*Optimization problem* [I don't know how to get to the answer] Problem: You have a cylindrical can with radius 4cm and height 10cm. Inside is a marble with a radius that has to be larger than 0 but less than 4 cm (even the largest marble will fit entirely). You're filling it with water and you stop when the height of water reaches the top of the marble. find the radius of the marble requiring the most water to cover it. Hint: Volume of water in a cylinder with radius R and height of water H is given by V=PiR^2^H and volume of a sphere with radius r is given by V=4/3Pi(r^3^).

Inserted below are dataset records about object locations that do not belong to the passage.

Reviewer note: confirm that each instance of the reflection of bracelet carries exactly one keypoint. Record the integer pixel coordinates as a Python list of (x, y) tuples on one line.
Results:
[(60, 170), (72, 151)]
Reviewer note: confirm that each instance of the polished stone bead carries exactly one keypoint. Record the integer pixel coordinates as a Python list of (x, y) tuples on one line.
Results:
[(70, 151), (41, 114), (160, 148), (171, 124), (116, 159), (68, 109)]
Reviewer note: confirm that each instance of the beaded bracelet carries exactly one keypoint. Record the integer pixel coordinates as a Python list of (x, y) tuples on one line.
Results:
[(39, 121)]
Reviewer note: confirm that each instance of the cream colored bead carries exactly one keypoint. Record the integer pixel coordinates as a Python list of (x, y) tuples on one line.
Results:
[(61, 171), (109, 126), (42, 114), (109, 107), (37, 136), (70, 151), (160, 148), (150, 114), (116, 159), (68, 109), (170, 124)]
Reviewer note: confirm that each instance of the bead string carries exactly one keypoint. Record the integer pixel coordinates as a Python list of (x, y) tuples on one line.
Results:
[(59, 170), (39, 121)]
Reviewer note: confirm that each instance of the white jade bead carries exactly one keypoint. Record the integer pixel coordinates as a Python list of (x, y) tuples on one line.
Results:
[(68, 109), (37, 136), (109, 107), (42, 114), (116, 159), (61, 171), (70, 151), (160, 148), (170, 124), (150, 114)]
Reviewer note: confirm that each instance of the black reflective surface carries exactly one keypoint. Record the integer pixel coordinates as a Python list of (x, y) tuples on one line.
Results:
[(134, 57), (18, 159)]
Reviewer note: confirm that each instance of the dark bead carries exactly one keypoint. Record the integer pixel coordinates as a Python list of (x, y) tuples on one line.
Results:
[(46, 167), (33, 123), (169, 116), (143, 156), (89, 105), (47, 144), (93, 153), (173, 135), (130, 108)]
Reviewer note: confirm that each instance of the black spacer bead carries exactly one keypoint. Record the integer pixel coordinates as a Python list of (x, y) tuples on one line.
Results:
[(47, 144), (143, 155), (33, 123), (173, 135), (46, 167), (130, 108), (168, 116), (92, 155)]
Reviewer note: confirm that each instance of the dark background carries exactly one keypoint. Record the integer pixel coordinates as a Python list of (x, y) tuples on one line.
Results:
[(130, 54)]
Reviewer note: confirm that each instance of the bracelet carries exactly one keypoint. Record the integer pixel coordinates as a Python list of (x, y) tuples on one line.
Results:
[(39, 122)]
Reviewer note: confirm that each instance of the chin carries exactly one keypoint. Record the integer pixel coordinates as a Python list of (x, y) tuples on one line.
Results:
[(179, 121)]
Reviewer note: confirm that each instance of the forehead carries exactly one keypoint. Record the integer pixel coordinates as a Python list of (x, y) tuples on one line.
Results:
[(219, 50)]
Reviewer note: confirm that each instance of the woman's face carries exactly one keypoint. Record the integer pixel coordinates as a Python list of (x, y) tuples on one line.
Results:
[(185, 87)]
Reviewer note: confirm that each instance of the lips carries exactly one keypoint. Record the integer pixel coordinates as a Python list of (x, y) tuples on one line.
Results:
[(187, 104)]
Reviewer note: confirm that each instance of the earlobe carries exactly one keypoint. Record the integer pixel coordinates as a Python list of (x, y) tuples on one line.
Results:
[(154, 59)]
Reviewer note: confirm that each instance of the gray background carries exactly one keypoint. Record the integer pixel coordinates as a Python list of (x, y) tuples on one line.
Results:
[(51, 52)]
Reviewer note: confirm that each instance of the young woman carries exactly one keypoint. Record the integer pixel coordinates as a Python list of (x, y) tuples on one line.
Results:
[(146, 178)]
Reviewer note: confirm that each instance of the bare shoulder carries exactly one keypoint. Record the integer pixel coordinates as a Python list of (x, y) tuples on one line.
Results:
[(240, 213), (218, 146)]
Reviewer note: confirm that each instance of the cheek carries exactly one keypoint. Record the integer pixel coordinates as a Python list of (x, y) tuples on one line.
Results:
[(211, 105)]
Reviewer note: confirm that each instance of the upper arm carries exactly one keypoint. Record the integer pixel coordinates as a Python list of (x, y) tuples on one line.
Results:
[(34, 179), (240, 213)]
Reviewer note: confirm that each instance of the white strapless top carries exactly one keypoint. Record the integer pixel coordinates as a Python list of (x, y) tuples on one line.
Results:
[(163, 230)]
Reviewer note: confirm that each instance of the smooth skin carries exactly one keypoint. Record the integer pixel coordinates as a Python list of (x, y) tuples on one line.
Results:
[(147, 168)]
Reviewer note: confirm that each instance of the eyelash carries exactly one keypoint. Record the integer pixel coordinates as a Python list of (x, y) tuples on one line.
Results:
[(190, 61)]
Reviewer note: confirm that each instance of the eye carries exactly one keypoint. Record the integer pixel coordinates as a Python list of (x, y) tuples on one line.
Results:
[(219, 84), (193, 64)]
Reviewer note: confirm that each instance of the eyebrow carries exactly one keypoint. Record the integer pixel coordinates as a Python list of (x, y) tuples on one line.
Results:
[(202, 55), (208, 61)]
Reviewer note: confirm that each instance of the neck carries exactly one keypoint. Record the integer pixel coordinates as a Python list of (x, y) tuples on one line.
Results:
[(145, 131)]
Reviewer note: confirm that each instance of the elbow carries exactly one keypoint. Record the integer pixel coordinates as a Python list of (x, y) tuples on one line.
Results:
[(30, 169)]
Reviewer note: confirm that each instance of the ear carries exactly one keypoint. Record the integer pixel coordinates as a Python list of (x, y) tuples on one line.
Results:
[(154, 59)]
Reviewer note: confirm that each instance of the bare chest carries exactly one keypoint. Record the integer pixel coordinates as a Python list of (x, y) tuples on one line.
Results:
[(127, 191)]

Consider: if the water is just covering the marble of radius r, what is the height of the water in the can?
the volume of water when the marble is just covered is
v = pi * 4^2 * 2r - 4/3 pi r^3
= 32pi r - 4/3 pi r^3
dv/dr = 32pi - 4pi r^2
dv/dr = 0 when r = √8
since d2v/dr2 < 0, this is a max.
Thank you! Question: how did you reach d2v/dr2? (did you take a second derivative?)
that's what it is. It is used to determine whether an extremum is a max or min.
How did you get 2r for the height in the volume of water?
come on, guy! the diameter of the ball is the depth of the water!
To solve this optimization problem, we need to find the radius of the marble that requires the most water to cover it.
Let's consider the scenario where the water is just covering the marble of radius r. In this case, we need to find the height of the water in the can.
The height of the water in the can is the total height of the can minus the height of the marble. Since the height of the can is given as 10 cm and the height of the marble is an unknown value, we can represent the height of the water as H = 10 - h, where h is the height of the marble.
Now, we can calculate the volume of the water in terms of the marble's radius r using the volume formula for a cylinder: V = πr^2H.
Substituting the value of H, we have V = πr^2(10 - h).
We also know that the volume of a sphere with radius r is given by V = (4/3)πr^3.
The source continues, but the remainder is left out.